The Mercury News

Jury begins deliberati­on in `We Build the Wall' fraud case

- By Larry Neumeister

NEW YORK >> A prosecutor told jurors in closing arguments at a criminal trial Tuesday that there is overwhelmi­ng evidence that organizers of a “We Build the Wall” campaign to raise millions of dollars for a wall along the U.S. southern border defrauded investors by lying to them.

Assistant U.S. Attorney Robert Sobelman urged Manhattan federal court jurors to deliver guilty verdicts against the lone defendant: Timothy Shea.

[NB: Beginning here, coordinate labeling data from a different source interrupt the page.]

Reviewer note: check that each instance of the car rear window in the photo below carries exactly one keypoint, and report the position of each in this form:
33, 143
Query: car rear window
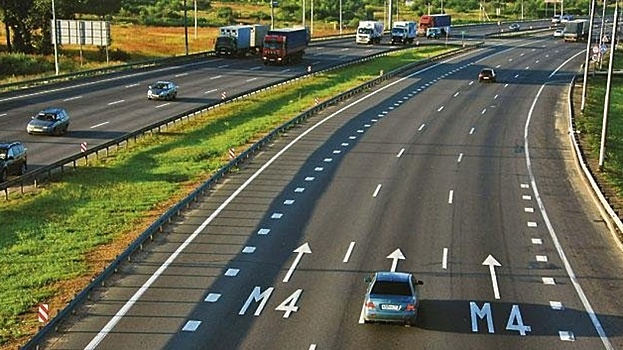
391, 288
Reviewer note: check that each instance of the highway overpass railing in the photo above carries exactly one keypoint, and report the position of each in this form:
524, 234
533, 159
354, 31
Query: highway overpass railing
176, 210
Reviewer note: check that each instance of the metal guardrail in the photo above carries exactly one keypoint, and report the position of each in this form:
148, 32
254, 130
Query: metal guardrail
176, 210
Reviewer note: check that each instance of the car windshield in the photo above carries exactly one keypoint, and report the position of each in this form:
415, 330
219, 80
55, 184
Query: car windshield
391, 288
48, 117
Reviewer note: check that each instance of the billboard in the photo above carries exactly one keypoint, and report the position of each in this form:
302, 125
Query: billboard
73, 32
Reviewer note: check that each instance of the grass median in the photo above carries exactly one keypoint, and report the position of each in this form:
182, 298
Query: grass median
57, 237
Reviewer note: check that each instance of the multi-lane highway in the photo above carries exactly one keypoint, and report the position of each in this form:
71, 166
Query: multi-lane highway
469, 182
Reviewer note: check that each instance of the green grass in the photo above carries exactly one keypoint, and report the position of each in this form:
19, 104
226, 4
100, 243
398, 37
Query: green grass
49, 234
589, 124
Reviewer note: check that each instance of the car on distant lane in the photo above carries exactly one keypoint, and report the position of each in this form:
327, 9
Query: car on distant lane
391, 297
487, 74
162, 90
50, 121
12, 159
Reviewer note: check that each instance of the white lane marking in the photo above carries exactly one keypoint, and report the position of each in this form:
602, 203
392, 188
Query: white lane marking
72, 98
191, 326
212, 298
136, 296
376, 191
248, 250
556, 305
351, 246
98, 125
574, 281
232, 272
567, 336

“You will quickly see that the evidence is overwhelmi­ng,” the prosecutor said as he delivered a rebuttal after defense attorney John Meringolo told the jury that an acquittal was the only fair verdict.

Jurors deliberate­d for a short time late Tuesday without reaching a verdict. Their work resumes Wednesday morning.

Former presidenti­al adviser Steve Bannon was once a defendant in the case, but ex-President Donald Trump pardoned him as he left office last year. Two other defendants had pleaded guilty to charges and await sentencing.

As Meringolo had in his opening statement a week earlier, Meringolo insisted that a company prosecutor­s say was created to carry out a fraud — Ranch Property Management — was not the shell company the government claimed it was. And he said prosecutor­s were wrong to say his client didn't work.

“It wasn't a shell company. Tim worked,” he said.

Sobelman and Assistant U.S. Attorney Nicolas Roos in an earlier closing argument attacked the motives of Shea, who owns an energy drink company, Winning Energy, whose cans have featured a cartoon superhero image of Trump and claim to contain “12 oz. of liberal tears.”

They maintained that Shea, of Castle Rock, Colorado, and his former codefendan­ts siphoned money from the fund, which raised over $25 million from thousands of donors after it was created in late 2018.

“No one donates to a nonprofit thinking that the nonprofit is going to loan money to an energy drink company,” Sobelman said.

“They stole and looted from the organizati­on,” Roos said, citing hundreds of thousands of dollars that did not go to a stretch of several miles of wall that resulted from the fundraisin­g effort.